Sometimes you want a book to deliver on all fronts: strong characters, engaging story, gripping action, and a world that is both fantastic but also almost believable. I’m happy to say that By Fire Above, the second book in the Signal Airships series by Robyn Bennis, is all of these things. Taking place soon after events in the first novel, The Guns Above, we find our hard as nails airship captain and her crew taking some forced but much needed shore leave as they await the delivery of parts and luftgas for their ship, the Mistral. This sets up an opportunity for the author to have her character engage in a bout of character building that, to be honest, I found lacking in the first book. Not only do we learn more about Bernat via his brother, Roland, but we even get to see Captain Josette Dupre letting her guard down for a short time as she becomes involved with said brother.
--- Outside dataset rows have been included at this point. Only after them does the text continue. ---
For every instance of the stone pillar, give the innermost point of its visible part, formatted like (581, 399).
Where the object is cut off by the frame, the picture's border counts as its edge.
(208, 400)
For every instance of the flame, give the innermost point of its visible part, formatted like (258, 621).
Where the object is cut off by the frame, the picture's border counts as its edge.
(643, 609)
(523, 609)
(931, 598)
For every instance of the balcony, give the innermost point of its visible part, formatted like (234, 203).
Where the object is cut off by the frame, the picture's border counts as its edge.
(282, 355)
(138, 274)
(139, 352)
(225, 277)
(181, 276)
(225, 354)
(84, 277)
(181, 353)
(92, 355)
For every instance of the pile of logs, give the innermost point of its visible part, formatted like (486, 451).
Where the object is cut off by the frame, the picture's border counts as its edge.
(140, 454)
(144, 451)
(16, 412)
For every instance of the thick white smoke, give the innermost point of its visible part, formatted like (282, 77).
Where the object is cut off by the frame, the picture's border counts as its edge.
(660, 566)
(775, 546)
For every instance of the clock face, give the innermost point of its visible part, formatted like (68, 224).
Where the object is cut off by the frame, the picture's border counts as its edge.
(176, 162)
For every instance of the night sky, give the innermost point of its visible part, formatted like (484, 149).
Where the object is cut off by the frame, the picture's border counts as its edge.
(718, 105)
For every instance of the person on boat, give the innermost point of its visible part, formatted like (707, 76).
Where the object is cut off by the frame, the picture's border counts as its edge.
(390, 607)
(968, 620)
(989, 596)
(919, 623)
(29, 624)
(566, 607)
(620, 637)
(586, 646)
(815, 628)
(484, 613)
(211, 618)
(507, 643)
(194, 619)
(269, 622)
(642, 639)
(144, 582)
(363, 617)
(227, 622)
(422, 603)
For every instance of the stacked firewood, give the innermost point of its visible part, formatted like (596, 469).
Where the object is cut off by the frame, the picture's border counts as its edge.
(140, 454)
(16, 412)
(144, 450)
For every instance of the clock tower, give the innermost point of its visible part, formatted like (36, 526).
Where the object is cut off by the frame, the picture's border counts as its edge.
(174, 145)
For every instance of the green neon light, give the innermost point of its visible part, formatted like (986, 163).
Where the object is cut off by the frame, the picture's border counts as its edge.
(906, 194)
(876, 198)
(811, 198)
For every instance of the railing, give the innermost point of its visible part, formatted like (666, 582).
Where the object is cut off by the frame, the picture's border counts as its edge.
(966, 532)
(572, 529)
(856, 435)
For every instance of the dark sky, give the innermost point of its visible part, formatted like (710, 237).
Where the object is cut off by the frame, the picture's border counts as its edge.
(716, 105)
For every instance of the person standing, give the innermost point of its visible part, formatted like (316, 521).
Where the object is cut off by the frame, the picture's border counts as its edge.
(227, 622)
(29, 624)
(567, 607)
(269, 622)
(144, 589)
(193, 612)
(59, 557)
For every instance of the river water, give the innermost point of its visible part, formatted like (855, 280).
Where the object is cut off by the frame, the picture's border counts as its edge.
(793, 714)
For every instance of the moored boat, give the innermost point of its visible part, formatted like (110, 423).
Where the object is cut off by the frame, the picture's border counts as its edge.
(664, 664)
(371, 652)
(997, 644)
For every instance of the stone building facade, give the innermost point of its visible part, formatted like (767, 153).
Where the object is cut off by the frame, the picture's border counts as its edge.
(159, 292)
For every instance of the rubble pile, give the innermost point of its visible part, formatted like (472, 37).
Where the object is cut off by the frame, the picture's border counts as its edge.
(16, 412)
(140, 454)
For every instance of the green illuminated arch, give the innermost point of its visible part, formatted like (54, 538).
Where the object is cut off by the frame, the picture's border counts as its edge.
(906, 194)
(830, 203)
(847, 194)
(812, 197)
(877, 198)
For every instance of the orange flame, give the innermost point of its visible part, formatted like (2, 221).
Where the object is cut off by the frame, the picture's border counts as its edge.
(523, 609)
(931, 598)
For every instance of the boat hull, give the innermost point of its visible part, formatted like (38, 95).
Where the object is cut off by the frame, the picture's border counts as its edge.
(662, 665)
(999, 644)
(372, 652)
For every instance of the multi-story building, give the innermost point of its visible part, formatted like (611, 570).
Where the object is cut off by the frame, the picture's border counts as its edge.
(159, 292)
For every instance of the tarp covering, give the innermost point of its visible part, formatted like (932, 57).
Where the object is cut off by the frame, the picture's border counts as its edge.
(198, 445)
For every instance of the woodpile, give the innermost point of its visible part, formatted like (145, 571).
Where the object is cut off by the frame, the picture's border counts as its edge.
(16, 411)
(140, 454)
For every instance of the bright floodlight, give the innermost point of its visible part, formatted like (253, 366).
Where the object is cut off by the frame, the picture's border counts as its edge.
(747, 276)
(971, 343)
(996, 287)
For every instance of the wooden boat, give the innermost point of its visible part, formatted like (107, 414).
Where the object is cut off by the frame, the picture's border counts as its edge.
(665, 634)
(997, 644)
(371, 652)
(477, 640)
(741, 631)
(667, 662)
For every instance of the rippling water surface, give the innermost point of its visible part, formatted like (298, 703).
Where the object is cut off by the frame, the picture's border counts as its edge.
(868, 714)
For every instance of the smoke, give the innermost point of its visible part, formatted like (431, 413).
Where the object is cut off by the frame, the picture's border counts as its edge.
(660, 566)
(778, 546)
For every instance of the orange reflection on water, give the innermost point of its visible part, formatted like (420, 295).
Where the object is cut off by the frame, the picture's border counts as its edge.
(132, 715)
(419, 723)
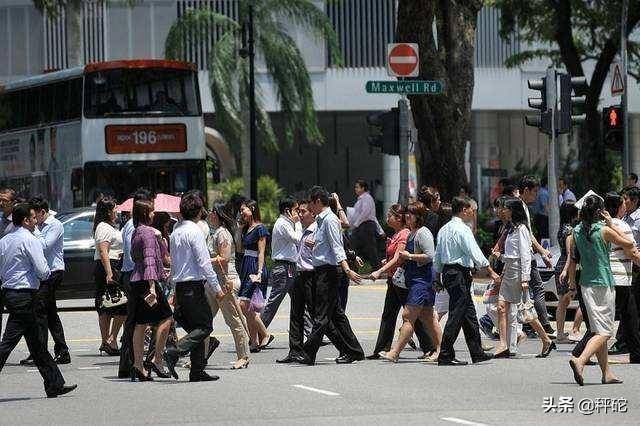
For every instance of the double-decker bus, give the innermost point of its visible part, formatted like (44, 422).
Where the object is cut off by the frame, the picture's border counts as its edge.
(107, 127)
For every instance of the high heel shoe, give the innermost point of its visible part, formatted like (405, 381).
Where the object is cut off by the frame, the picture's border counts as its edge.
(137, 376)
(151, 366)
(240, 367)
(109, 350)
(545, 353)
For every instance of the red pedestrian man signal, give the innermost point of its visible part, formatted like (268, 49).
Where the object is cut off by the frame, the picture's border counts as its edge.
(403, 60)
(613, 118)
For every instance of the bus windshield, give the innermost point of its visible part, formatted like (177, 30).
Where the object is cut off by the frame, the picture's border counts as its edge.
(140, 92)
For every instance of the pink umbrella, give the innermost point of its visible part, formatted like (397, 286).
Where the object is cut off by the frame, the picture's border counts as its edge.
(163, 203)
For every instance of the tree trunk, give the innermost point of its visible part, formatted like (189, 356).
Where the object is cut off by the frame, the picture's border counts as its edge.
(73, 17)
(443, 121)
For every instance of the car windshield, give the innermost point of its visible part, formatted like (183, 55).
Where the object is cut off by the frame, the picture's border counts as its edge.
(140, 92)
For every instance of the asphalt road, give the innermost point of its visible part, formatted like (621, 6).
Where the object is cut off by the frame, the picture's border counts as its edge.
(370, 392)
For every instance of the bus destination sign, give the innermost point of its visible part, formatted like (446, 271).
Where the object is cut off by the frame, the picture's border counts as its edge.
(144, 138)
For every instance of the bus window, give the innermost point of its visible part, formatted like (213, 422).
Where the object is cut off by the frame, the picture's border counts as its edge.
(138, 92)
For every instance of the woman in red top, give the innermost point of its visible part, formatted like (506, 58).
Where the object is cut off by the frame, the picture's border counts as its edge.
(395, 296)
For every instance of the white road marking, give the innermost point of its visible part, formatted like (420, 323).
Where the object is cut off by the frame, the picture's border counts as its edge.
(462, 421)
(324, 392)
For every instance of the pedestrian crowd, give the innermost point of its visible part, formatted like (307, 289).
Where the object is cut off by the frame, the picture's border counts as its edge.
(163, 271)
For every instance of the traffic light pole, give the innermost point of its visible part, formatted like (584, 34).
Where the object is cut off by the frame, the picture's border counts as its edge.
(626, 155)
(403, 110)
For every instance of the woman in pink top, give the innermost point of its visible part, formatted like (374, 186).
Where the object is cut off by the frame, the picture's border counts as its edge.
(395, 296)
(151, 307)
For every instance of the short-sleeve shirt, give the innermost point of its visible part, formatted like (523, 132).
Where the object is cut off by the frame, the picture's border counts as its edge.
(398, 238)
(107, 233)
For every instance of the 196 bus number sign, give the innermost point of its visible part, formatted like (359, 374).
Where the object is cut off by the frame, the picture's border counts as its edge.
(133, 139)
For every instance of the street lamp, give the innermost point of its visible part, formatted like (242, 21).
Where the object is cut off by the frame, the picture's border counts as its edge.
(248, 51)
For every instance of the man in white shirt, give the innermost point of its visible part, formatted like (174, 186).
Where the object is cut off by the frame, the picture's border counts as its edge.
(22, 267)
(50, 232)
(364, 225)
(285, 238)
(191, 270)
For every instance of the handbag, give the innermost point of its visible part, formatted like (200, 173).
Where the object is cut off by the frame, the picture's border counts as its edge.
(526, 310)
(398, 278)
(113, 296)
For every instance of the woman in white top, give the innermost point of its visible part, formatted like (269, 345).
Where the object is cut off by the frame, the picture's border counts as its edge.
(621, 268)
(223, 261)
(108, 257)
(515, 276)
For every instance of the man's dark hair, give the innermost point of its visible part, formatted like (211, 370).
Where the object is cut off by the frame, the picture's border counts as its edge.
(39, 203)
(143, 194)
(20, 212)
(286, 203)
(528, 182)
(363, 184)
(458, 204)
(191, 206)
(319, 193)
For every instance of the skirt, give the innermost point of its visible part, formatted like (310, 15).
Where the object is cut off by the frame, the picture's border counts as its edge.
(145, 314)
(511, 286)
(600, 302)
(100, 277)
(247, 287)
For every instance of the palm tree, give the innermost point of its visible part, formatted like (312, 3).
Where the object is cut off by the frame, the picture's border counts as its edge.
(229, 73)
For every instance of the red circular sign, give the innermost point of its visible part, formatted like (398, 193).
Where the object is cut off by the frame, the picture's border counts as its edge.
(403, 60)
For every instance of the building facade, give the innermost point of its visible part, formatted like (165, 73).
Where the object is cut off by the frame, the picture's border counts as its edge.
(31, 43)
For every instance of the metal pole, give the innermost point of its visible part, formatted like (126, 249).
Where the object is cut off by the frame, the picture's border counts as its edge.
(252, 110)
(626, 158)
(403, 110)
(554, 211)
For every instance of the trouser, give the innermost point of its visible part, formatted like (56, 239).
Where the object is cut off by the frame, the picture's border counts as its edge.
(232, 317)
(365, 244)
(536, 289)
(47, 313)
(301, 307)
(328, 316)
(22, 322)
(394, 299)
(462, 313)
(281, 280)
(194, 314)
(126, 344)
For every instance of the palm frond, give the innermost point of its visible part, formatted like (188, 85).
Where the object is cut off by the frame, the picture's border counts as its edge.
(305, 14)
(193, 27)
(291, 83)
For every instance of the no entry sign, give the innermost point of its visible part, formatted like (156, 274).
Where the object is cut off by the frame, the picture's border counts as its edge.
(403, 59)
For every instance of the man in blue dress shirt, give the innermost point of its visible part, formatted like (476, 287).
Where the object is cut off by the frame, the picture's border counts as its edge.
(22, 267)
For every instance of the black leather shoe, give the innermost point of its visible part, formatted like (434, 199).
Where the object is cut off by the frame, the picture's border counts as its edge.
(453, 362)
(63, 390)
(347, 359)
(28, 361)
(203, 377)
(286, 360)
(63, 358)
(171, 361)
(299, 359)
(484, 357)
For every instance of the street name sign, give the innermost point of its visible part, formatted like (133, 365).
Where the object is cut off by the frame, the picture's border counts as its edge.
(410, 87)
(403, 60)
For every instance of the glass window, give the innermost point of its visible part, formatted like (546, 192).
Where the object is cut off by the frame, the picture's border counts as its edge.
(149, 91)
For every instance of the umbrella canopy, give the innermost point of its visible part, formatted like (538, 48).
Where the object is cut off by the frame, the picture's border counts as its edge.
(163, 203)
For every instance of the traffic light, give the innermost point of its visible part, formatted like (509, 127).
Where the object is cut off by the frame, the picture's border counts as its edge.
(568, 117)
(545, 103)
(612, 127)
(385, 131)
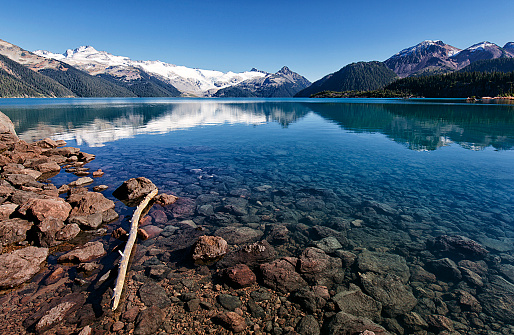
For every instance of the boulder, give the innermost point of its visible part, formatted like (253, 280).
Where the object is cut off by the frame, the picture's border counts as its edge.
(346, 324)
(19, 266)
(148, 321)
(281, 275)
(83, 254)
(209, 248)
(152, 294)
(456, 247)
(383, 263)
(445, 269)
(308, 326)
(6, 209)
(252, 255)
(240, 276)
(46, 209)
(231, 321)
(68, 232)
(309, 300)
(396, 297)
(60, 312)
(81, 182)
(357, 303)
(239, 235)
(13, 231)
(6, 125)
(132, 191)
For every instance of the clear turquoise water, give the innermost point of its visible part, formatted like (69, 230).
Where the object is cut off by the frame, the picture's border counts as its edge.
(443, 166)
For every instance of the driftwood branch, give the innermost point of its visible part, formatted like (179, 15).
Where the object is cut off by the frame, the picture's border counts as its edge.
(120, 281)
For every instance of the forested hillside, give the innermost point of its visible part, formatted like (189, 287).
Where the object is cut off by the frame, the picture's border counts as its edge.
(17, 80)
(356, 76)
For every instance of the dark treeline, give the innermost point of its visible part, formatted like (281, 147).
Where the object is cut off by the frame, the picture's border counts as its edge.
(457, 85)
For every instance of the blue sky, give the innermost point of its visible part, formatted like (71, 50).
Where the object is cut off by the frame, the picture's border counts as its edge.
(313, 38)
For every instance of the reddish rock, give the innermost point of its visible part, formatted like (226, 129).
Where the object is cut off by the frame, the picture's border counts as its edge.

In the interests of full disclosure, I received a free copy of By Fire Above from the publisher in exchange for a fair and honest review.
By Fire Above captures much of the gritty realism of the first book in the series, but in smaller doses, and even then not really until the climatic finish. This isn’t a bad thing, though, because it allows the characters to take a respite from battle. This calm before the storm that is the latter part of the book is needed to inject a sense of normalcy into the characters’ lives and to ground them; no one can operate in the grisly theater of war without a break of some sort. Which is all well and fine, but that’s not why I started reading this book. Fortunately, Bennis moves on in the right amount of time, I felt. The next part of the book gets things moving again, right back into the war and back to Durum, the town Dupree once called home but which was taken by the enemy in The Guns Above.
This book really doesn’t miss a beat from the first one. It’s got more of the same gritty realism, the same bloody fight scenes, and the same tough as all get-out characters kicking ass. We also get to delve more into the mother/daughter relationship between Josette and her mother, as well as the toll the war has begun to take on Lord Bernat, who remains a dainty to some extent but who also bears the mental scars of many battles now. The Mistral remains an amazing yet deadly (to her enemies, but to her crew as well) machine of war and the crew are as resolute and daring as ever.
The only question I have about this series at this time is when is the next book coming out?
I’m giving By Fire Above a solid four rockets. The only reason it fell short of five is because of a storyline involving a certain first officer that, in my mind, didn’t play out especially well. I think the author could have spent more time developing the plot there. Instead it comes across as a way to keep certain other characters busy while events unfold in Durum. I’m intentionally being vague on this, but you’ll see what I mean when you read the book for yourself.